If you unplug the IAC and it acts normal, then your problem is not the clutch master cylinder which has no relationship to idle.
Do you still have the old IAC? If so, I'd recommend cleaning it, and re-installing it. It was probably merely dirty. Also clean the throttle body and throttle plate. The best thing to use is simply a rag and elbow grease. You can put a dab of carb cleaner on the rag, but I would not spray it inside the TB. I worry about chemical reactions between the chemicals in the cleaner and the TB. No issues have been reported, but since it can be wiped out with a simple cloth, I typically choose the simplest method.
Clean the IAC with carb cleaner, and be sure to use a Q-tip to move the plunger and clean the outside of the plunger. Allow to dry.
You might also want to clean your MAF while you're at it using spray MAF cleaner.
Once you've done all of this, remove the negative battery terminal for 5 mins or so, and then put it back on. This will reset your fuel settings. Start the engine, and do not touch the accel. Allow it to idle for 5 mins after the idle settles down to about 1k rpm. If the idle never settles down, then you have a mechanical problem somewhere. During the 5 min period, you will notice slight fluctuations in the idle, that is normal. The ECU is testing for the optimal settings, when it is finished, the idle will drop down to 7-800 which is where it should be normally. If you touch the accelerator during the test, the test will reset and start over again.

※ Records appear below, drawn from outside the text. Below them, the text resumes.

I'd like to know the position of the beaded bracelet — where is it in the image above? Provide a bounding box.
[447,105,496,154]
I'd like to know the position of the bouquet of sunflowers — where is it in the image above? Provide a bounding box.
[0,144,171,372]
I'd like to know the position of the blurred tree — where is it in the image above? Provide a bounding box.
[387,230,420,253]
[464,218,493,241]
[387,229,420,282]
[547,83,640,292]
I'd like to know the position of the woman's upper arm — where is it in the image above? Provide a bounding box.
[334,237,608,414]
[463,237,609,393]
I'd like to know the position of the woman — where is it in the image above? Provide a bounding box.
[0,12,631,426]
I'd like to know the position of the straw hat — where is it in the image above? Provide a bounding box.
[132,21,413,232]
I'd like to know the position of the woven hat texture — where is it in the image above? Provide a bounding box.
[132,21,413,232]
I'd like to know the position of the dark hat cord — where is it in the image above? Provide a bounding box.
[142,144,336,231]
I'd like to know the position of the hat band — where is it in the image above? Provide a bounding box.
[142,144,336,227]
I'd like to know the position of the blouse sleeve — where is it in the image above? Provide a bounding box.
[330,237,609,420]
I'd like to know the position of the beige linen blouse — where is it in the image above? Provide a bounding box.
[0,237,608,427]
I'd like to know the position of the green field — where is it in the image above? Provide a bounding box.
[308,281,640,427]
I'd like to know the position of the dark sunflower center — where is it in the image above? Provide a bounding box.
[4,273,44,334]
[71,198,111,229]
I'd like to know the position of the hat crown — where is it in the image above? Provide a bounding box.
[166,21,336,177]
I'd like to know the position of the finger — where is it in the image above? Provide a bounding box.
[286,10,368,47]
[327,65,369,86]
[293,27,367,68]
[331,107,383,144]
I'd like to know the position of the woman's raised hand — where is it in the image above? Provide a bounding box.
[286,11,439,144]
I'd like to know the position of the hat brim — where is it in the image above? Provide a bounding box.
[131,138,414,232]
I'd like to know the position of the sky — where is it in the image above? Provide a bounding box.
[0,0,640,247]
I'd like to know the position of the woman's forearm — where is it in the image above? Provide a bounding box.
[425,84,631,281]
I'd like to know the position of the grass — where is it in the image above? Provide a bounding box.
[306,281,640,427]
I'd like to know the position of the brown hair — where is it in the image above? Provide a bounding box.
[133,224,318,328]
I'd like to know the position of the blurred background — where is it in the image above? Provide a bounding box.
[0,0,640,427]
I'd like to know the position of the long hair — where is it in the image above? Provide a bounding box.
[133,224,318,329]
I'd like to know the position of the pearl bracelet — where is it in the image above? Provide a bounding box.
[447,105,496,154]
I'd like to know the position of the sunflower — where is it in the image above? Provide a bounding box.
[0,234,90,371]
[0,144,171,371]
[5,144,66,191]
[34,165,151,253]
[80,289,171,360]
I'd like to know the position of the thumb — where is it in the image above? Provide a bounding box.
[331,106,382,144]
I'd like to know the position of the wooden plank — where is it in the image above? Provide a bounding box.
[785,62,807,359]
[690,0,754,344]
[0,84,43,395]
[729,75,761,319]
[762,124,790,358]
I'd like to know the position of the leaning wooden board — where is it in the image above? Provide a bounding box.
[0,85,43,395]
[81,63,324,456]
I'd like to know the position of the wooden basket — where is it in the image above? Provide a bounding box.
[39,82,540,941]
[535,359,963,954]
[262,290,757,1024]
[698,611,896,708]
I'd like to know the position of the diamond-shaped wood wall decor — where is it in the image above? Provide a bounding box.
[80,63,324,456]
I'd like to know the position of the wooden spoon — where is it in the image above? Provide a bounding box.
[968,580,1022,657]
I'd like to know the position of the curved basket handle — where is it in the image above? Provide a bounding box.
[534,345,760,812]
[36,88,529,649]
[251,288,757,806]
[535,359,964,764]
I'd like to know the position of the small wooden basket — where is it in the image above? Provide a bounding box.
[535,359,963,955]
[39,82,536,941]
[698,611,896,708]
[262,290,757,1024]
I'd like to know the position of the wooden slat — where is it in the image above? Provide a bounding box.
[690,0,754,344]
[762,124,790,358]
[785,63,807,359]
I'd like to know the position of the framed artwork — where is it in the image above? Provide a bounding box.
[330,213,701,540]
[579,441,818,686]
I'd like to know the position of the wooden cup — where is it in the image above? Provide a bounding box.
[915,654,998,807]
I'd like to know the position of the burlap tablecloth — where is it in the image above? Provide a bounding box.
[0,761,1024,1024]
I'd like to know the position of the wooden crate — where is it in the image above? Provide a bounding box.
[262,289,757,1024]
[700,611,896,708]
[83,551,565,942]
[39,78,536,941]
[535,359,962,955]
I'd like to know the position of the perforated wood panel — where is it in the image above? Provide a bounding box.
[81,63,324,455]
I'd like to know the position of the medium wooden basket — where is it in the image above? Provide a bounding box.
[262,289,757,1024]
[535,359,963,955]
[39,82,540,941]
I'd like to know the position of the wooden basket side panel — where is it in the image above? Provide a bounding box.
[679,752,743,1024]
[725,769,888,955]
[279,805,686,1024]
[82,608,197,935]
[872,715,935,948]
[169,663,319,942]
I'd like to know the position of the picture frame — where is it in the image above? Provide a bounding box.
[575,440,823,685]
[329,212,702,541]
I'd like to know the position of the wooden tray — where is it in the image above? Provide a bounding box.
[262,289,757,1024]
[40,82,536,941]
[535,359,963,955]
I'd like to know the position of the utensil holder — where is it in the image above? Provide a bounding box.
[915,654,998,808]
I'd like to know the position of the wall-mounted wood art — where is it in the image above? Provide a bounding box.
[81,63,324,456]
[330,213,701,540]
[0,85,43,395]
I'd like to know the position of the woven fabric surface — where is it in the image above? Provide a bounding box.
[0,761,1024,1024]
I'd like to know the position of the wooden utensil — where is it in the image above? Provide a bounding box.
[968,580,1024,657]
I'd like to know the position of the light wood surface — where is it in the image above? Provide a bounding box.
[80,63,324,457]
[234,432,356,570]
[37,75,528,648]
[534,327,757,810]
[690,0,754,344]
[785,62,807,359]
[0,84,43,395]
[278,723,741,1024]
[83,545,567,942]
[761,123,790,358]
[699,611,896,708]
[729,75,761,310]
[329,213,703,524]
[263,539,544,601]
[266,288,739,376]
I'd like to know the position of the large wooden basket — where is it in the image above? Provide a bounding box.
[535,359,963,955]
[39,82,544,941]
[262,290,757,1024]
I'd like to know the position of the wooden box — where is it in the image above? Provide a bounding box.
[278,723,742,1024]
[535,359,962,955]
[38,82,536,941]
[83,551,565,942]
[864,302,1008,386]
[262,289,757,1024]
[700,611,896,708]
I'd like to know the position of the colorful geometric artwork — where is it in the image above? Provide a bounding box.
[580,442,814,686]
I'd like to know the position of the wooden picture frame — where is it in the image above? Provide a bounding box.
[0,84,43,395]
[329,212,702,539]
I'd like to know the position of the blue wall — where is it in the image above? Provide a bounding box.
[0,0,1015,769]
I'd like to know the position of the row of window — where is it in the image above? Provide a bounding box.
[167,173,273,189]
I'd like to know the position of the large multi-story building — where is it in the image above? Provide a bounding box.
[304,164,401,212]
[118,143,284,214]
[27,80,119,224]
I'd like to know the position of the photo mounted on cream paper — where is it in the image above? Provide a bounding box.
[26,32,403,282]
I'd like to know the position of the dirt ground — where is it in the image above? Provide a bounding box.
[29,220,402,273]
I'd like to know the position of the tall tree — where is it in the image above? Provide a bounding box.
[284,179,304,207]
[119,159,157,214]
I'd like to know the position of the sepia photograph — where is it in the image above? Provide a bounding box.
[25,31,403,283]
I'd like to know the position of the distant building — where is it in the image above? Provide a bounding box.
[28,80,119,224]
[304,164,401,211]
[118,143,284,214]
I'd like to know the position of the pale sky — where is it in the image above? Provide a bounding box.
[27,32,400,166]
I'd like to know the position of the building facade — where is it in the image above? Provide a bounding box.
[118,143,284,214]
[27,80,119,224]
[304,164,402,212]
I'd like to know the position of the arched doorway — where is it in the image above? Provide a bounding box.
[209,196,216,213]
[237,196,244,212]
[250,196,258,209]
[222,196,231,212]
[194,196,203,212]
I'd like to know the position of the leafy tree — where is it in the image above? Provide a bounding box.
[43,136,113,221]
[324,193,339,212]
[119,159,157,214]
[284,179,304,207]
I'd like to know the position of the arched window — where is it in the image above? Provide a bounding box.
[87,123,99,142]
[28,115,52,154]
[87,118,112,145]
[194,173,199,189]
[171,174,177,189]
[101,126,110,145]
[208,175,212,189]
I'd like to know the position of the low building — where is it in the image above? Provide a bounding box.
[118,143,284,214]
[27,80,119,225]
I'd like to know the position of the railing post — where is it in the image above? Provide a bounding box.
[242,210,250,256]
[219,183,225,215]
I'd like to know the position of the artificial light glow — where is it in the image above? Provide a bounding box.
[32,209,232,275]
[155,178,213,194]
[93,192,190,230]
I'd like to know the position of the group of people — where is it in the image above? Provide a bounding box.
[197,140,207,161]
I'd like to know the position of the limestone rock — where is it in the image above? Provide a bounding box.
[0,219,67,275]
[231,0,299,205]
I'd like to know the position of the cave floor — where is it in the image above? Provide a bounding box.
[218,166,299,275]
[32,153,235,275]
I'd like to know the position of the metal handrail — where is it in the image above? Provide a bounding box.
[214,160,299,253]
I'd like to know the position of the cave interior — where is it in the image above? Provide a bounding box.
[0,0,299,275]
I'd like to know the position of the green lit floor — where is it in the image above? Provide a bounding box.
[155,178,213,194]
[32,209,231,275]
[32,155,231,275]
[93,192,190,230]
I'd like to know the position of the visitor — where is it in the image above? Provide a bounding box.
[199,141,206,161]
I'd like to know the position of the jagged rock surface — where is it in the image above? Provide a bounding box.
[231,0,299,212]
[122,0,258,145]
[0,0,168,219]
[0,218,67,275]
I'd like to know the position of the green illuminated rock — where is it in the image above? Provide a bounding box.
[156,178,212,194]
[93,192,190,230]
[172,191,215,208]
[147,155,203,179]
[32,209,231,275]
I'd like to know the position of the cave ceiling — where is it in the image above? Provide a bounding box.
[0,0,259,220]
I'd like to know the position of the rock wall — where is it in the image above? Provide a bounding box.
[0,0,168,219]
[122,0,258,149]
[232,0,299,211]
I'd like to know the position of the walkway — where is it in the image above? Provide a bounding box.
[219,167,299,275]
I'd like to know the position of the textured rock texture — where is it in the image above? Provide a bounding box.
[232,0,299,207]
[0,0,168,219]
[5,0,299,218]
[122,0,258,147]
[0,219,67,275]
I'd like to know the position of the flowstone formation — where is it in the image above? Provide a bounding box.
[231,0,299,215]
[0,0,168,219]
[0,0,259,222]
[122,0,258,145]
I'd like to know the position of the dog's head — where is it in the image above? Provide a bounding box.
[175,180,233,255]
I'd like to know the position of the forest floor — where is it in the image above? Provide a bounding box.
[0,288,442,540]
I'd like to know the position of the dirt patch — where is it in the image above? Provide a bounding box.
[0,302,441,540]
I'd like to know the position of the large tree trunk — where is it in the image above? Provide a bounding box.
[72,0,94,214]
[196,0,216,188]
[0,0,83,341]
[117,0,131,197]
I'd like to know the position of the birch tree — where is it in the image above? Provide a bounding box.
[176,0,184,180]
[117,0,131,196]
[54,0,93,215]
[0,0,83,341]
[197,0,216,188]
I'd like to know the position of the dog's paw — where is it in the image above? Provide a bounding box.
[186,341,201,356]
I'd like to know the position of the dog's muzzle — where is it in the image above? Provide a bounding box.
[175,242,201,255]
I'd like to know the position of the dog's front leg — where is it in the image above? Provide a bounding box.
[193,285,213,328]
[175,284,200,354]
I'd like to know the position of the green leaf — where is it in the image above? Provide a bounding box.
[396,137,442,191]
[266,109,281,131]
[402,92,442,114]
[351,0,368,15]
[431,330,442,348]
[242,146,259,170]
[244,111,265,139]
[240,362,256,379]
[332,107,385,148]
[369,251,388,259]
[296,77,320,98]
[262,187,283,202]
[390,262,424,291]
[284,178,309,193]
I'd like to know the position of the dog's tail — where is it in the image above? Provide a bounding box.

You might be able to get away with trying just the A/F reset procedure as described above- assuming that the IAC you just replaced is good. I always try cleaning the original IAC first. More than half the time that solves the problems. If the seal around the outside of the plunger is damaged, then the IAC is no good, so don't bother cleaning it. If cleaning doesn't make it seat completely sealing off the two chambers from each other, then it's probably not good either.